Muru playlists can be generated in a matter of seconds, even when they span hours, by selecting genres or artists as beginning and ending points. It can work on top of any streaming service. Muru can start cocktail hour with some cool jazz and morphs to deep house by the time everyone’s done with dessert. Users can nudge the playlist to evolve in real time, as they adjust parameters from energy to era to popularity. The approach is streamlined and intuitive, yet reflects years of serious thinking into how we relate and move to music.
Muru’s Journeys (the company’s name for its playlists) unfold so seamlessly thanks to a proprietary approach to music classification, one that embraces both the wonders of algorithms and the centuries-old study of what music does to people. Muru aims to make machines think more like dedicated DJs--and find the perfect groove in the process.
Muru’s founder was raised by voracious music listeners, on everything from rock to his father’s African music connection, from jazz to classical. As a young teen, he discovered electronic music and was hooked.

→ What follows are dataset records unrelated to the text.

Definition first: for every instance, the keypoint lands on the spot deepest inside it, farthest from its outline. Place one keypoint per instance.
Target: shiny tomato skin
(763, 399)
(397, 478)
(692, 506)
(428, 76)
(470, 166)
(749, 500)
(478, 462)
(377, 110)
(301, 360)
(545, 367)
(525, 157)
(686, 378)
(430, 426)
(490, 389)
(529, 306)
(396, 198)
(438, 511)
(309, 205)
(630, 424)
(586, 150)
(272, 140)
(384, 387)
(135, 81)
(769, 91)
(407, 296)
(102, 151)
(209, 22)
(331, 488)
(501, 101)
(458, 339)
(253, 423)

He could not have grown up in a better spot for mastering the art of DJing: Ibiza, the Spanish island that transformed the club music scene. Johnson got his start in his mid-teens. By age 17, he was spinning 12 hour shifts starting at Pacha’s clothing store, later to return as a resident DJ for the club for 7 years in his mid-twenties. He honed his craft, but bigger questions fascinated him.

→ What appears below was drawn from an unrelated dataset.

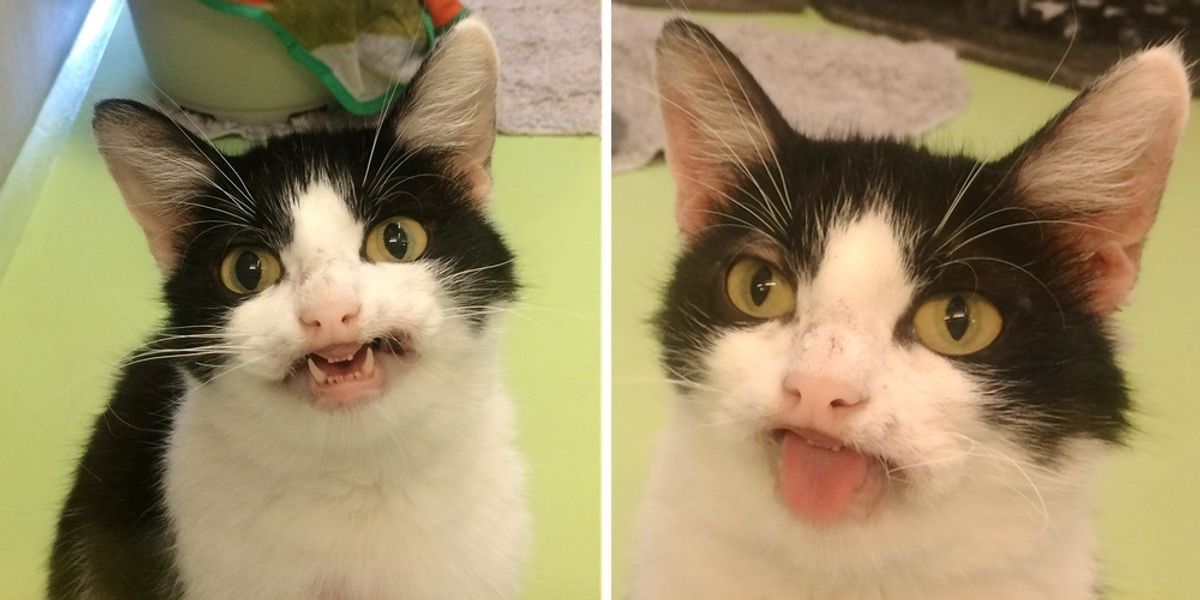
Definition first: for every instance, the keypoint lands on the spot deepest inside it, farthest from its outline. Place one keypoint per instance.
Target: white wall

After a while, the Ibiza club world felt a little too small. Johnson headed for Madrid to study sound engineering, only to set music aside for a while. “I stopped doing music altogether for a few years,” he recalls. “I came back to it when I realized it was my passion. I was interested in understanding what exactly happens on the dancefloor, what happens to our body and mind. I wanted to understand what was lacking in the industry and what I could do to improve it.”
He dug into musicological literature on reception, genre, and other well-explored but complex topics. He sifted through his own experience of keeping the dancefloor lit for hour after hour. Then about five years ago, as Johnson was working as a consultant crafting lengthy playlists for retail and dining clients, he stumbled on an idea. “I was putting together these really long playlists, and it took forever to generate them with unique tracks, if I didn’t want to repeat things,” recounts Johnson. “I found myself losing potential business. I knew there had to be a different way.”
AI and other algorithm-based approaches were just coming into their own at the time, but no one had a product that did what Johnson wanted. In his irritation, he found his idea coalescing. “I noticed a few fundamental errors. Streaming services are led by incredible engineers, but they don’t have the same intensive experience with song sequences or their effect on people. Or they employ manual curation and suggestion approaches, run by humans, yet their knowledge and speed can’t match the huge scale of digital music. They miss a great deal of what’s out there,” reflects Johnson. “That was my point of frustration. I saw that if we could fix the knowledge gap, we could fix the whole industry.”
He began to wonder if he could provide the fix. He had a couple beers with a friend in Sydney, jotting down some concepts on a scrap of paper. The following week he got a call: he had found his first investor. Those brainstorms quickly turned into Muru.
Johnson and his engineering partner, Vijay Santhanam, began trying to teach Johnson’s DJ skill set to a computer. “We have been working on codifying the DJ part of my brain. If I look at a set of songs, I’ll put them in a certain order I think fits best, dependent on my audience” explains Johnson. “Not necessarily slow to up tempo, but juxtaposition. It’s a complex rule set, but one that is translatable to machine learning.”
To perfect user experience, Muru not only creates listenable playlists with elegant transitions between genres and styles, but also allows users to interact with the app to tweak the journey. “We’ve created ways to let Muru do what I used to do as a DJ when I got feedback from the crowd,” says Johnson. “People have the same reactions intuitively but don’t know how to express them. The things they wanted always came back to the same four questions.”
Muru allows you to play with four parameters to shift the playlist’s vibe: energy, era, popularity (for when you want more obscure or more popular tracks), and tempo. It lets you favorite or skip tracks, taking things beyond the thumbs up or down, telling the app whether it’s the song or the artist you object to. The interface uses color to indicate genre and has a visual representation for duration, perfect for set-it-and-forget-it party jams, for the car, for workouts.
“We’ve really worked to understand how to improve experience, by digging way deeper into the digital catalog and social data, by generating rules that reflect people’s response to music, and by creating something people can use easily to hear music that they love,” Johnson states. “And even with the same genres to start and finish, you’ll never get the same playlist twice.”